Ten tekst będzie obrazoburczy dla wszystkich śledzących XVII Międzynarodowy Konkurs Pianistyczny im. Fryderyka Chopina. Będzie nie do zniesienia dla wszystkich wyznawców Chopina. Będzie co najmniej dyskusyjny, a zapewne nie do przyjęcia dla melomanów, znawców, profesjonalistów, artystów.
Będzie mój.

Wiadomo powszechnie, że "opinia jest jak d..., każdy ma swoją". A ponieważ siedzi mi w głowie mnóstwo myśli, których przy znawcach, melomanach, artystach, miłośnikach i artystach nie wyrażę, to postanowiłam pozostawić ją w moim małym internetowym kąciku.

Dziś na własnej skórze przekonałam się, jak różne, skrajne emocje może budzić ten konkurs i o jakie nieistotne szczegóły można się spierać. Otóż ja konsekwentnie używam polskiej pisowni nazwiska naszego wielkiego Kompozytora. Tak się przyzwyczaiłam od dziecka, z taką pisownią spotykałam się w literaturze równie często, co z "prawdziwą", oryginalną. Nigdy nie wydawało mi się to problemem. Ot, funkcjonują w języku polskim dwie wersje, jak i w wielu innych przypadkach (Szekspir; Wolter; Molier) i nie ma co się na którąś z nich obrażać. Nigdy nie słyszałam, żeby została wybrana przez jakieś gremium jedna obowiązująca wersja. Używam pisowni spolszczonej, bo wygląda mi bardziej swojsko i w moim osobistym podejściu -- dodaje szacunku. A na pewno wyraża przywiązanie do Szopena jako "naszego" artysty, tego który tak przepięknie w swoich dziełach zapisał polskie tradycyjne tańce i utrwalił polskiego ducha, to nieuchwytne "coś", którego nie da się nazwać, opisać, określić, ale można czuć. I zagrać.

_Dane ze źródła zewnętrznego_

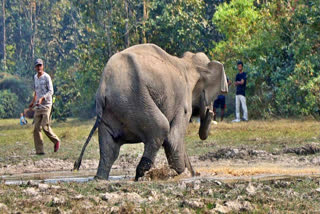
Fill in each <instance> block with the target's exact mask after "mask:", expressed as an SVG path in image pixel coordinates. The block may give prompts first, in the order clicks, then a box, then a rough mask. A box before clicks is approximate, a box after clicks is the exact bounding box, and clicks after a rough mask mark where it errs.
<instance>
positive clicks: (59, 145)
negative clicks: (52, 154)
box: [54, 141, 60, 152]
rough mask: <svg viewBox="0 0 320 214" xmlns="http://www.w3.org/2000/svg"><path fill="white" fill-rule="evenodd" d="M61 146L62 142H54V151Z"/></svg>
mask: <svg viewBox="0 0 320 214" xmlns="http://www.w3.org/2000/svg"><path fill="white" fill-rule="evenodd" d="M59 148H60V142H59V141H58V142H56V143H55V144H54V152H57V151H58V150H59Z"/></svg>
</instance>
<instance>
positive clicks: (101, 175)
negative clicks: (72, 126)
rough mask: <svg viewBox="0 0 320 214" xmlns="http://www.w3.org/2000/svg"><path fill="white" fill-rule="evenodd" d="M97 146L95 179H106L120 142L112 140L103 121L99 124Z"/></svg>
mask: <svg viewBox="0 0 320 214" xmlns="http://www.w3.org/2000/svg"><path fill="white" fill-rule="evenodd" d="M99 147H100V161H99V167H98V171H97V174H96V176H95V179H105V180H107V179H108V178H109V173H110V170H111V167H112V165H113V163H114V161H115V160H116V159H117V158H118V156H119V151H120V144H119V143H117V142H115V141H114V140H113V138H112V136H111V135H110V133H109V131H108V129H107V127H106V126H105V124H103V123H101V124H100V126H99Z"/></svg>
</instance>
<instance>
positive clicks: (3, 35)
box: [2, 0, 7, 71]
mask: <svg viewBox="0 0 320 214" xmlns="http://www.w3.org/2000/svg"><path fill="white" fill-rule="evenodd" d="M2 26H3V70H4V71H6V70H7V51H6V43H7V41H6V39H7V38H6V0H2Z"/></svg>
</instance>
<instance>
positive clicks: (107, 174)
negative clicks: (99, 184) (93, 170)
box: [94, 167, 109, 180]
mask: <svg viewBox="0 0 320 214" xmlns="http://www.w3.org/2000/svg"><path fill="white" fill-rule="evenodd" d="M94 179H95V180H108V179H109V172H108V171H106V170H104V169H101V168H100V167H98V171H97V174H96V175H95V176H94Z"/></svg>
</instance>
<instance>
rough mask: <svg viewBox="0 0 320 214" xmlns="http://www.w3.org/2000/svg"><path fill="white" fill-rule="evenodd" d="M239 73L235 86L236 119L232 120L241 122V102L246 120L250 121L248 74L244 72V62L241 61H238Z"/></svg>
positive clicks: (238, 67) (237, 121)
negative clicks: (235, 95) (248, 118)
mask: <svg viewBox="0 0 320 214" xmlns="http://www.w3.org/2000/svg"><path fill="white" fill-rule="evenodd" d="M237 67H238V70H239V73H238V74H237V76H236V81H235V83H234V84H235V86H236V87H237V91H236V119H235V120H233V121H232V122H240V104H241V106H242V111H243V117H242V119H243V120H244V121H248V109H247V103H246V84H247V74H246V73H245V72H243V62H241V61H239V62H238V63H237Z"/></svg>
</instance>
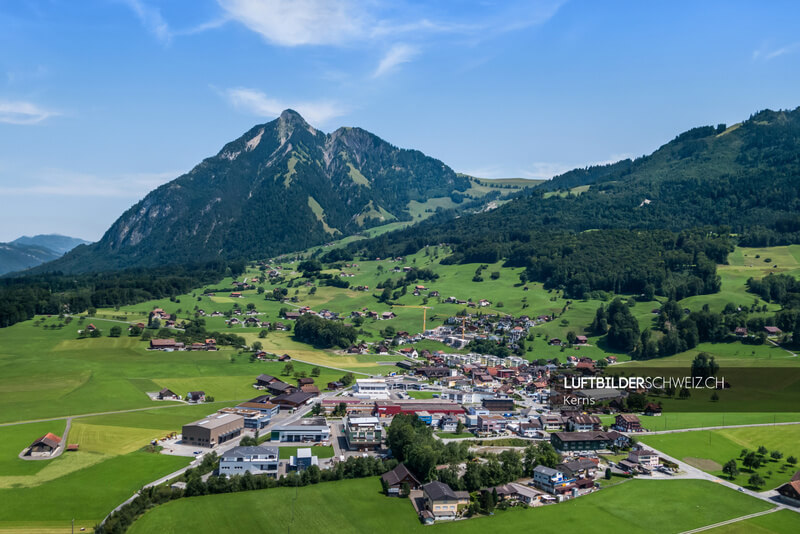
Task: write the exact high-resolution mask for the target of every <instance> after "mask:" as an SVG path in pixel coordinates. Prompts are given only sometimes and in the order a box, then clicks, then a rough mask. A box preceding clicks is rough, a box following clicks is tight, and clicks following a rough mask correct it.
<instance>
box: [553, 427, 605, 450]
mask: <svg viewBox="0 0 800 534" xmlns="http://www.w3.org/2000/svg"><path fill="white" fill-rule="evenodd" d="M550 443H551V444H552V445H553V448H554V449H555V450H557V451H559V452H572V453H578V452H583V453H593V452H596V451H598V450H602V449H608V448H609V447H611V445H612V440H611V439H610V438H609V437H608V434H606V433H605V432H555V433H553V434H551V435H550Z"/></svg>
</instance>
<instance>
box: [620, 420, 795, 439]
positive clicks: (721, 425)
mask: <svg viewBox="0 0 800 534" xmlns="http://www.w3.org/2000/svg"><path fill="white" fill-rule="evenodd" d="M785 425H800V421H793V422H788V423H752V424H749V425H721V426H703V427H696V428H676V429H674V430H648V431H646V432H637V433H636V434H635V435H636V436H653V435H656V434H678V433H681V432H697V431H698V430H724V429H726V428H748V427H754V426H785Z"/></svg>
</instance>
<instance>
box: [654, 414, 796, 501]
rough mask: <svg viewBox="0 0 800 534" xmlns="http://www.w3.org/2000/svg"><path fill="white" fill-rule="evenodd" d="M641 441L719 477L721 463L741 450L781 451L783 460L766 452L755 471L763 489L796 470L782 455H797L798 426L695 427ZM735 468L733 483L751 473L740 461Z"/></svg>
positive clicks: (771, 487)
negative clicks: (758, 474)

Dyskusja ta najwyraźniej wciąż się od nowa budzi, wydaje się, że nawet wypowiedź eksperta sprawy nie rozwiązuje. Ja w każdym razie używając polskiej pisowni nazwiska nikogo, a już zwłasza Kompozytora nie zamierzam obrażać czy podkreślać braku szacunku. A moja wypowiedź, która wzbudziła ostrą reakcję, w zamyśle miała owszem rozpocząć dyskusję, ale na zupełnie inny temat: jak określić tego polskiego ducha w muzyce, jak go zidentyfikować i czy należy go doceniać, czy można ignorować (jak to się stało, gdyż jak widać na załączonym obrazku, Szymon Nehring nie otrzymał żadnej z głównych nagród).

Może po prostu należałoby zacząć od tego, że się nie znam. Nie jestem muzykiem (choć 12 lat uczyłam się grać na instrumencie. Jednakże nie był to fortepian, co na pewno nie dodaje mi prestiżu i nie było to w żadnej szkole muzycznej, co nie daje mi kompetencji). Nie jestem też z wykształcenia polonistką ani historykiem, co nie daje mi praw, żeby obstawać przy tym, co wydaje mi się, że wiem o języku. Nie jestem też artystą i melomanem, mającym wykształcony smak, wiedzę o muzyce, technice, interpretacjach.

Jestem zwyczajną Polką, jedną z wielu, z różnymi zainteresowaniami, zwracającą uwagę na wiele kwestii. Nie da się znać na wszystkim. Ale czyż nawet nie znając się, nie można zachwycać się otaczającym pięknem? Czyż nie tym właśnie jest muzyka -- pięknem, które budzi radość, które sprawia, że choćby na jedną, krótką chwilę świat staje się lepszy?

Możliwe, że ów brak ustalonego smaku i rozeznania, brak wiedzy o obowiązujących normach w danych kręgach, będących niepisanym prawem, świadczy o moim buractwie i wieśniactwie. Owszem, nie raz się ośmieszyłam i zapewne jeszcze wiele razy mnie to w życiu spotka. Ale czy z tego powodu nie mam prawa do zachwycania się muzyką?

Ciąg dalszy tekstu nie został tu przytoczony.